Aangezien is gevraagd om een schriftelijke stemming over de als eerste op de voordracht te plaatsen naam voor een lid van de Algemene Rekenkamer, benoem ik allereerst tot leden van het stembureau de leden Eijsink, tevens voorzitter, Bosma, Berndsen en Elias. Ik verzoek de stemopnemers plaats te nemen aan de tafel van de stenografen.

Ik verzoek de bodes, de groene stembriefjes uit te reiken. U wordt geacht op het stembriefje één naam te schrijven. De aanbevelingslijst van de Algemene Rekenkamer is rondgedeeld. Dat is Kamerstuk 32619, nr. 1. Hierop staan zes namen. Uw stem is alleen geldig indien u uw stem uitbrengt op één op deze lijst voorkomende persoon.

Ik heb een brief ontvangen van de op nummer twee geplaatste kandidaat, waarin hij meedeelt niet voor de benoeming in aanmerking te willen komen. Tevens vestig ik uw aandacht op de brief van de commissie voor de Rijksuitgaven, waarin een voordracht aan de Kamer wordt voorgesteld (32619, nr. 2).

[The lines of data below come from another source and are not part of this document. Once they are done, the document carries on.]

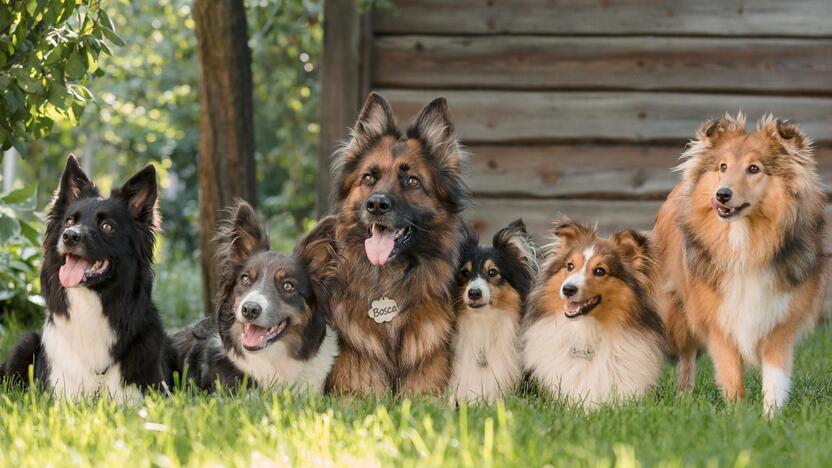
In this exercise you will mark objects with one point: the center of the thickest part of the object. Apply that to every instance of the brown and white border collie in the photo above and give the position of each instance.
(271, 322)
(591, 333)
(492, 285)
(740, 244)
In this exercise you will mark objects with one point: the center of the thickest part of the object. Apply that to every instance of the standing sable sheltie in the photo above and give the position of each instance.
(102, 335)
(492, 284)
(398, 200)
(740, 243)
(271, 322)
(591, 332)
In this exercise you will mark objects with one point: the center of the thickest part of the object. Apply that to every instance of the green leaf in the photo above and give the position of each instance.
(75, 67)
(9, 228)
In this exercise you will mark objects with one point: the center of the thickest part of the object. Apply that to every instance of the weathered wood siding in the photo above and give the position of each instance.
(582, 107)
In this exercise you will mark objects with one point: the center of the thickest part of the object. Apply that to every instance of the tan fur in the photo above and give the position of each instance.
(616, 350)
(410, 353)
(744, 289)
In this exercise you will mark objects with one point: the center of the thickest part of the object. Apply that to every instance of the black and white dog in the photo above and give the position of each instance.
(491, 288)
(271, 320)
(102, 335)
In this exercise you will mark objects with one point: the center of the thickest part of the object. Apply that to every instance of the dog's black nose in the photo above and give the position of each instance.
(569, 290)
(251, 310)
(71, 236)
(724, 194)
(379, 203)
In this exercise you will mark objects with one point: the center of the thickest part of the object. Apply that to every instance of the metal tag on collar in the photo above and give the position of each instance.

Ik verzoek de griffier, de namen van de leden die de presentielijst hebben getekend voor te lezen. Ik verzoek de leden om op die oproep te reageren door op te staan en zich naar het stembureau te begeven en na het uitbrengen van hun stem hun plaats weer in te nemen.

Ten slotte verzoek ik u, niet door de zaal te lopen of de zaal te verlaten tijdens de stemmingen. Ik zal geen volledige stilte vragen. Dat gaat u toch niet lukken. Ik verzoek u daarom, zo stil mogelijk te zijn.

Wij gaan over tot de opmaak van de eerste naam op de voordracht voor een lid van de Algemene Rekenkamer.

Ik geef het woord aan de griffier en aan haar alleen.

(De leden brengen hun stem uit.)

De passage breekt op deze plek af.